THE DEADBOLT: When you're on-stage and performing, what do you get from the audience?

SAM: We get a lot of good energy from the audience. Those songs are very healing to us, and in our personal lives, too. I noticed that whatever day we’re having when we get on-stage and start singing about what we’re singing, I feel it in my heart and I know they pick up on that. Obviously we see tears at our shows and we see laughter, and it just kind of runs the gambit of emotions during our shows. It’s nice. I think what Ruby is saying about the live aspects, this type of music, it sure makes me feel good about what we’re doing when you see people have such a connection to the music.

THE DEADBOLT: How did "Heaven’s My Home" get on The Secret Life of Bees soundtrack?

RUBY: Well, let’s rewind to a party in Nashville Tennessee.
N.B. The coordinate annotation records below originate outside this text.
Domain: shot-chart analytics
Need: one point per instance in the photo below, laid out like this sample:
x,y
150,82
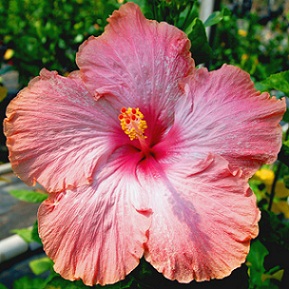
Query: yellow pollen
x,y
132,123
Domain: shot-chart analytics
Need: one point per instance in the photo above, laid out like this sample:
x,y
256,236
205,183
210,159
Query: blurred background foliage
x,y
250,34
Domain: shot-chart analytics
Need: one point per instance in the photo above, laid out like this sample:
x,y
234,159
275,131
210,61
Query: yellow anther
x,y
132,123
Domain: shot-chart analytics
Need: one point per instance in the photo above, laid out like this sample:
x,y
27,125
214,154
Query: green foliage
x,y
29,283
29,196
217,17
41,265
48,33
244,41
201,50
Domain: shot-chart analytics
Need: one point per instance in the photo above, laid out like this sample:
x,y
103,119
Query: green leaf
x,y
217,17
2,286
214,18
29,283
256,256
3,92
25,234
201,50
41,265
29,196
278,81
60,283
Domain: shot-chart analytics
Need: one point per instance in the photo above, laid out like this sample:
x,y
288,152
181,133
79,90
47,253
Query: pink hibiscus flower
x,y
143,156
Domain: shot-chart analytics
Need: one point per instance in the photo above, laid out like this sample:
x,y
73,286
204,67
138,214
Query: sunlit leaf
x,y
201,50
2,286
34,233
29,196
29,283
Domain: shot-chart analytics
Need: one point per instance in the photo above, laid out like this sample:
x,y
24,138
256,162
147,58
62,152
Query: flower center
x,y
132,123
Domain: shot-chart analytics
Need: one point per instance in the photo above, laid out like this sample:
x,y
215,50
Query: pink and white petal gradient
x,y
138,60
223,114
97,232
179,196
57,133
203,218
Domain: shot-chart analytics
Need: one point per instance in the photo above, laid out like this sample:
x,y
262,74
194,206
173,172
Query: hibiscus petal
x,y
138,60
203,218
57,133
223,114
97,233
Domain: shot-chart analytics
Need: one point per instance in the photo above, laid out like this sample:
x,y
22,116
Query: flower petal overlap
x,y
178,193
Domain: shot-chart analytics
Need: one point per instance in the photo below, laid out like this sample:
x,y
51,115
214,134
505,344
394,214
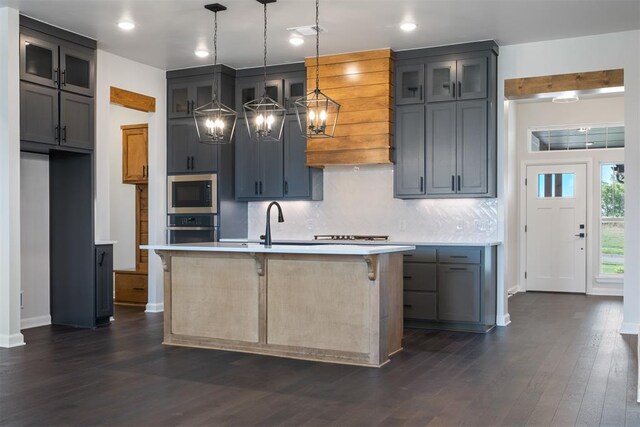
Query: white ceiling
x,y
168,31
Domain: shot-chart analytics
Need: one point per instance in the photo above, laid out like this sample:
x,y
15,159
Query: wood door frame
x,y
522,217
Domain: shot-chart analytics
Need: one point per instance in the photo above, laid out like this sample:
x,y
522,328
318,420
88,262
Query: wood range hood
x,y
362,83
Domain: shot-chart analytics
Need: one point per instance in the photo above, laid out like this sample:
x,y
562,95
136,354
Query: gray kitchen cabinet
x,y
410,84
450,287
459,292
409,172
185,154
451,151
104,283
39,114
441,148
457,80
185,95
76,121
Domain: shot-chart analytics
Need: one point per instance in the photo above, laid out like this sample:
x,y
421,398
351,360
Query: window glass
x,y
612,219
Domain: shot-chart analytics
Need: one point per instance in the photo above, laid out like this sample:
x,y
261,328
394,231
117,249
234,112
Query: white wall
x,y
10,335
122,197
359,200
113,70
34,239
587,111
601,52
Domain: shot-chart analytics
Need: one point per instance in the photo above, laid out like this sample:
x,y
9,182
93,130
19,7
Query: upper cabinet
x,y
457,80
57,87
446,140
56,63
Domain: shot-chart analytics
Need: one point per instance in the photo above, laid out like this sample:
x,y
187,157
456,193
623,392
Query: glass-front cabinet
x,y
50,62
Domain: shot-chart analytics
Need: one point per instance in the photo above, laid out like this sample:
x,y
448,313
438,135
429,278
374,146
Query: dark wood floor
x,y
561,362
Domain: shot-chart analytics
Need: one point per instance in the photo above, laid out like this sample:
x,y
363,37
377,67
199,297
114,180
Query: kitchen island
x,y
331,303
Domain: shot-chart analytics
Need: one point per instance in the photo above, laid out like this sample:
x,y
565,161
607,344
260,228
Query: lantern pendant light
x,y
215,121
321,111
265,116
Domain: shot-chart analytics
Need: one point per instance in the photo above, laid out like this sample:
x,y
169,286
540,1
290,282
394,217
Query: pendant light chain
x,y
265,47
317,45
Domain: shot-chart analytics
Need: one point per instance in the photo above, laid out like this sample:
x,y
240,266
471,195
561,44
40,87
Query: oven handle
x,y
190,228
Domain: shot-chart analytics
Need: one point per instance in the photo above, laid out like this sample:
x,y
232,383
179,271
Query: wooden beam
x,y
133,100
519,88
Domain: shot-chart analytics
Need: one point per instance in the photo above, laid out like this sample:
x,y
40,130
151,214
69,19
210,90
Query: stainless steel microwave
x,y
192,194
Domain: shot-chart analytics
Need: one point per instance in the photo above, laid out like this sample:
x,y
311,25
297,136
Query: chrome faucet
x,y
267,232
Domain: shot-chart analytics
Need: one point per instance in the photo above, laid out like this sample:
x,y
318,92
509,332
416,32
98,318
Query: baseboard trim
x,y
8,341
506,319
154,308
34,322
629,328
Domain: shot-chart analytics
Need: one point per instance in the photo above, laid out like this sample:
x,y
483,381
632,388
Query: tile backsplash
x,y
359,200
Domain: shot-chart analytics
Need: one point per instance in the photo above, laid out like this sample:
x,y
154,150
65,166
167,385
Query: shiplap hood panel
x,y
362,83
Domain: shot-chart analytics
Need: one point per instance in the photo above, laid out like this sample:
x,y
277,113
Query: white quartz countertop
x,y
366,242
248,247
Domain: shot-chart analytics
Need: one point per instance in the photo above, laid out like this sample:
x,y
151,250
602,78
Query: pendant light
x,y
265,116
321,111
215,121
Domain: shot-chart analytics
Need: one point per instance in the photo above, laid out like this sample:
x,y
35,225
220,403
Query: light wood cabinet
x,y
135,165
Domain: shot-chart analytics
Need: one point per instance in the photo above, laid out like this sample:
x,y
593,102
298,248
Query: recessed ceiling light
x,y
126,25
565,98
296,40
408,26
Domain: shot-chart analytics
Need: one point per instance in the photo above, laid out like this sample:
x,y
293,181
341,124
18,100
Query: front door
x,y
556,228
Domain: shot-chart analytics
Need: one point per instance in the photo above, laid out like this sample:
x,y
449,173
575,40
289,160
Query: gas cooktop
x,y
350,237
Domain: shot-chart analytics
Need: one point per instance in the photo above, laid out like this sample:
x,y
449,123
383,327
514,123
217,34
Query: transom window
x,y
592,137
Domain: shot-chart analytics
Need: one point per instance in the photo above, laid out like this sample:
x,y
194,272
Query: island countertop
x,y
331,249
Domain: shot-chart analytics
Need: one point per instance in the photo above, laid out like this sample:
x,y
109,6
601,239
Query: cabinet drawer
x,y
420,305
459,255
131,287
419,276
421,254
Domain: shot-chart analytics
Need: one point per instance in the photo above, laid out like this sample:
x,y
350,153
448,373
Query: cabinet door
x,y
271,183
472,146
441,148
38,114
104,282
294,88
76,121
77,69
134,154
179,102
247,163
39,59
410,84
472,78
409,171
441,81
297,183
459,292
204,157
179,136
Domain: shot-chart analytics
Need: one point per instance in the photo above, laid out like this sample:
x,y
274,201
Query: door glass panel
x,y
471,78
180,100
203,95
441,81
248,94
77,72
410,81
612,219
556,185
39,61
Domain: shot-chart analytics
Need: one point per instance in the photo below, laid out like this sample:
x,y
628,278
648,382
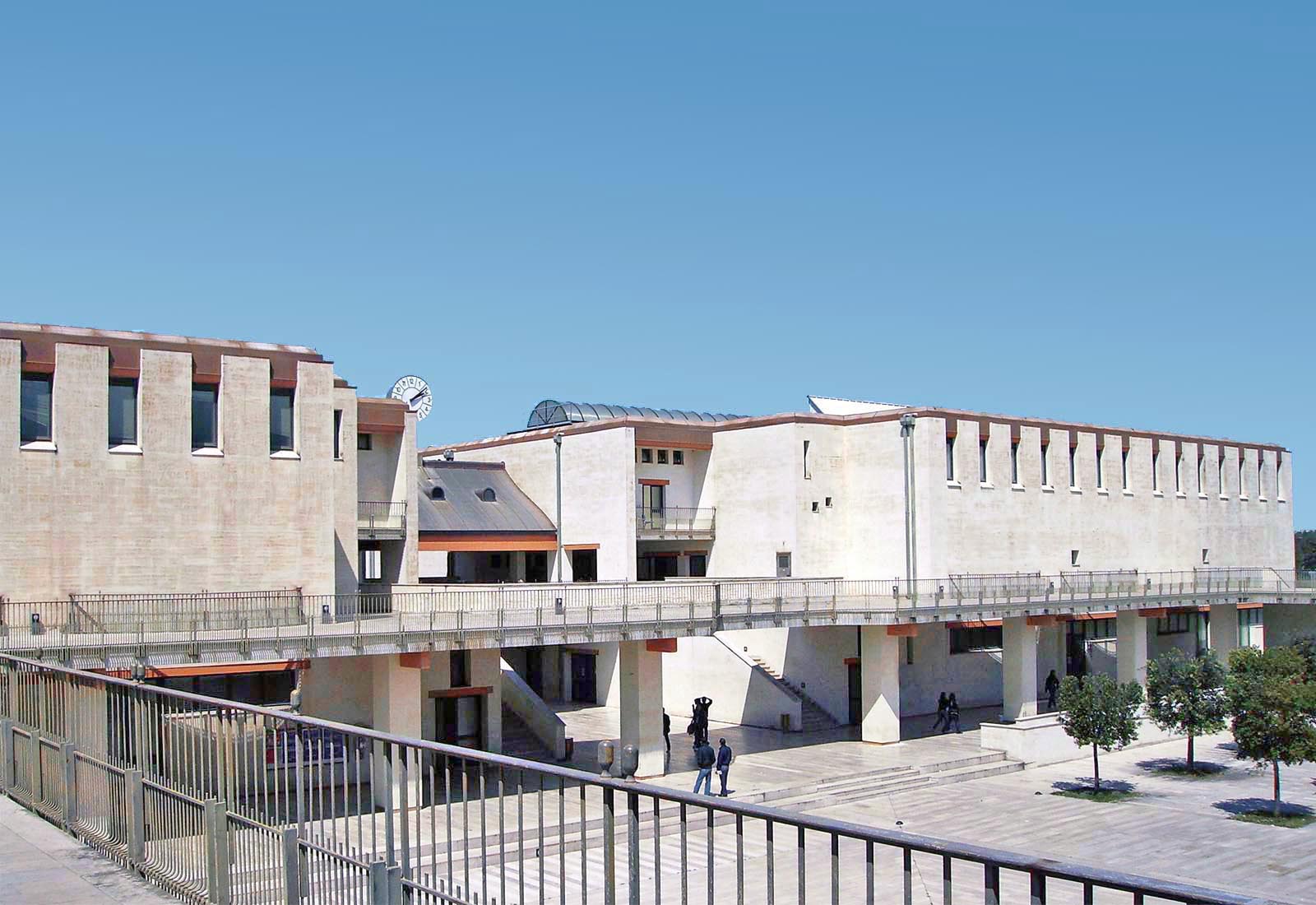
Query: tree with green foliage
x,y
1188,696
1102,713
1273,701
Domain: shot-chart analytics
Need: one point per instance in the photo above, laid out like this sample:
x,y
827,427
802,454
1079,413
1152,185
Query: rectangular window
x,y
35,423
123,412
280,420
370,570
982,638
460,669
206,416
1175,624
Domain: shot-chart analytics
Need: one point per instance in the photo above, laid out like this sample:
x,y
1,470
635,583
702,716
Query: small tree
x,y
1188,696
1102,713
1273,701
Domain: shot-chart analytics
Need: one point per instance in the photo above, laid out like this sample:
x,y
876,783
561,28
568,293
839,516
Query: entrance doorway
x,y
585,683
461,720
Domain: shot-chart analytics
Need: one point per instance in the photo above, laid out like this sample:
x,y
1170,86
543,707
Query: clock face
x,y
415,392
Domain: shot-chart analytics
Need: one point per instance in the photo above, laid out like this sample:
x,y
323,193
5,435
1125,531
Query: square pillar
x,y
879,680
1224,629
1019,669
1131,647
642,705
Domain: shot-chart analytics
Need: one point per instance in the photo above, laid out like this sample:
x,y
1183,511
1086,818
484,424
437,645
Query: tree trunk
x,y
1276,806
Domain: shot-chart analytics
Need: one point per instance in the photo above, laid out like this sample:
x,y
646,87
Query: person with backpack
x,y
704,759
724,762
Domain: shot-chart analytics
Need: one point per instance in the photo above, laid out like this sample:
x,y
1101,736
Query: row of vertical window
x,y
36,416
1124,467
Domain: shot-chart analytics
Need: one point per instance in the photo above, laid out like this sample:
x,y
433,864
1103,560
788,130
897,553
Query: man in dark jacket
x,y
704,759
724,762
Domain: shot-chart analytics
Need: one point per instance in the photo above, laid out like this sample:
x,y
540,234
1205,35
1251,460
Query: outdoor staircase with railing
x,y
813,716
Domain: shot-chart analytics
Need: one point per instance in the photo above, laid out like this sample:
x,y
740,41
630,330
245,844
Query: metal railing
x,y
227,803
674,522
382,518
436,617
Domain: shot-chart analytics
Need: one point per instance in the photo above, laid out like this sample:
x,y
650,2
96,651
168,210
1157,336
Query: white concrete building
x,y
651,494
I was at a party at Tony and Anastasia Brown’s house and what happened: they have a great big old music room, and at a certain point in the night who’s ever there that’s a musician, you just come together and you just start playing songs. Anastasia had asked me to play a song and I chose "Heaven’s My Home," and I fumbled through it. You know, Sam wasn’t there to play it perfectly [laughs] ...

SAM: I was at a fishing tournament.

RUBY: Yeah. So it ended up that I fumbled through the chorus, the guitar, but I sang and got the point across. And it was amazing because Lee Ann Womack was sitting on the couch next to me and she jumped in on harmony, and Randy Scruggs and Ashley Monroe, and it was just kind of an unreal situation. One of the people in the room was one of the head music supervisors for Fox Searchlight and she and I just hit it off and started just a friendship, and then one thing led to another and we found ourselves a year and a half later coming to Los Angeles. We told her and she asked us to come into Fox Studios to play four songs in the conference room for the President and the interns.

It’s so funny, because you said what do we get from the audience, sometimes I am so moved by what I’m feeling from somebody in the room. So we were doing the song "More" and I started getting teary-eyed and I just looked around the room trying to find out who is doing this. I saw a woman and she had on sunglasses and she started crying. So I was trying to stop, and I was like, "I can’t look at you," and went on to do the song. But it was in that time, and we were able to get in front of people, and that’s what we love most, is getting in front of people and being able to feel that which connects us all in the present sense.

THE DEADBOLT: So on August 7 you guys will be back home and performing in Nashville. What does the city give you as musicians?

RUBY: Oh, wow! I mean, Nashville, across the board, is all of the changes that this music industry has seen. Obviously it’s had a name, its main name about twenty years ago. Not just twenty years ago, but country was it. In the last ten years a lot of rock has come out of here. In the last five years a lot of singer, songwriters have come out of here. You talk about Mat Kearney, you talk about Kings of Leon, and people are really starting to do big things. But across the board, what it comes down to is the power of the song and not just the lyrics. You have to work really hard in this town, because there’s a slew of people writing songs just like you and it makes us work harder on our songs across the board. That’s the focus and concentration. It’s not about how you look. It’s not about can you dance, you know? It’s about the song.

THE DEADBOLT: Are there any plans for a future tour?

RUBY: Yeah. We’re actually tying those loose ends up right now before we post our tour dates. But we’re looking forward to getting busy and just getting out there and connecting with the people. We’re really excited to meet people and learn their stories and try to do well by them and have fun out there.